I briefly toyed with the idea of making an internet connected chicken door, but the power requirements would have been excessive. I wanted the door opener to run from batteries – or possibly from a solar panel. An internet enabled door would be nice, but even a low powered version would see the whole roof of the coop covered in solar panels. To run from battery, I needed to keep things simple.
I decided to use an Arduino Pro Mini with a light sensor to control a servo connected to the door. I made the door open to the side on hinges, and rigged the servo so that it would only power when it was moving.
The inside of the door opener was a mess of wires and hot glue splodges, but it worked well. The servo and arduino had separate battery packs, and the light level that the door triggered on could be set using a potentiometer.

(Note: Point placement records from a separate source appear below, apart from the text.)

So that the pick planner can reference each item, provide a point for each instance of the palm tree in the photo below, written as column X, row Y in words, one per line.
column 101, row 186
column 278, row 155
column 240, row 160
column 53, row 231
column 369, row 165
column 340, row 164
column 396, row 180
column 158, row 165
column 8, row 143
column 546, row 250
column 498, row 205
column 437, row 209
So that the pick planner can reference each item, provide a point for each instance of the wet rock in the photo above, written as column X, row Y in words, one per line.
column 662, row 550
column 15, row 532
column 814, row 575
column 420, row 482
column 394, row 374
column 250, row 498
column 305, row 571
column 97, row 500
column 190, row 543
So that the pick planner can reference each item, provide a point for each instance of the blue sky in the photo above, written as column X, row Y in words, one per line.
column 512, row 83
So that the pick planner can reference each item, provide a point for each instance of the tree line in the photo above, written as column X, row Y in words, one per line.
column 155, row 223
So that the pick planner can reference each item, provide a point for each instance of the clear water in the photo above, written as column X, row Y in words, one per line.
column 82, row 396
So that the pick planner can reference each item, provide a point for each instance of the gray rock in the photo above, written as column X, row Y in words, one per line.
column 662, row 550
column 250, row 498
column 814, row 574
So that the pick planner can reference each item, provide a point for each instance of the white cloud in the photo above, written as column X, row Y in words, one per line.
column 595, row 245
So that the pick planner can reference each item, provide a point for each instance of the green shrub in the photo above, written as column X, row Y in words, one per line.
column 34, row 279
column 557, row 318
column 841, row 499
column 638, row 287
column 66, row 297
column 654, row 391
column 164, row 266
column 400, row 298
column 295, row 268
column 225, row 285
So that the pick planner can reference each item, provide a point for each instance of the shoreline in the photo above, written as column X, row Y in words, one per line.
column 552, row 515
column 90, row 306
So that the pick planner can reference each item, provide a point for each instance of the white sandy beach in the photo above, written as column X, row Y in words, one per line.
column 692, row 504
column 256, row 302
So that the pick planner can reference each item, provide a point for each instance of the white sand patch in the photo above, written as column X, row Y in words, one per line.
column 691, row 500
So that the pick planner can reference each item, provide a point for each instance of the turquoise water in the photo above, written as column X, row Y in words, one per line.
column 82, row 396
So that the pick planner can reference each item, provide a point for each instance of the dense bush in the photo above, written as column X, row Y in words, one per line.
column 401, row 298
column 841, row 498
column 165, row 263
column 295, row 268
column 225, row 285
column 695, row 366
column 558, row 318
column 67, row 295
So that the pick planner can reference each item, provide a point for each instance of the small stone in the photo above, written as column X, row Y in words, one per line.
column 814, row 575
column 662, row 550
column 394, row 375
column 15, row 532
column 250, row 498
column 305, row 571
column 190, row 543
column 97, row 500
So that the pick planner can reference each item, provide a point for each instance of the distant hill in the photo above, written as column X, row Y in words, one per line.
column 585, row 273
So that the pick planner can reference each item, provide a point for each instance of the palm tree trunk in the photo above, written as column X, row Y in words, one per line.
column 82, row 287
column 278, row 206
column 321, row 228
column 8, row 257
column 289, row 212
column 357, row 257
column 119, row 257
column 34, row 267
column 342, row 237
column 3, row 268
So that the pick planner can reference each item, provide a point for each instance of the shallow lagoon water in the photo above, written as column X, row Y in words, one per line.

A red button on the side of the box could open or close the door for those times when we were clean the coop or isolate the chickens for some reason. The arduino was running in a low power mode, sleeping for 2 seconds at a time. The whole mess of cable spaghetti was closed away in a waterproof box.
Fast forwarding to the start of November, the door stopped working. I thought at first the batteries had failed, so I replaced them and tested the door. The following morning, I had to open the door manually again, letting three very cross chickens out an hour later than they expected. The mess of wires and splodges of glue were going to be a nightmare to fix, so the time had come for Chicken Door Mk2. It was a good opportunity to redesign the door and iron out some of the bugs that I’d found after using the door for a while. I wanted to make the unit smaller, use rechargeable batteries, and get rid of the fiddly potentiometer that set the open/close light threshold, and get rid of the mechanical relay that powered the servo.
I wanted to get the door fixed as soon as possible, so I used things that I already had to hand. I started with the battery holders. I chose to use 2x 18650 batteries, which connected in series would give 7.2 volts, the maximum voltage for the servo that I was using. I chose to bypass the Arduino’s built in power regulator in favour of a more efficient board.
I added a second button to the design. One button opened the door, the other closed it. Pushing both buttons together for 3 seconds set the current light value as the trigger value for the door’s automatic setting. I replaced the relay with a TIP120 transistor, which was overkill for the application, but it’s what I had handy.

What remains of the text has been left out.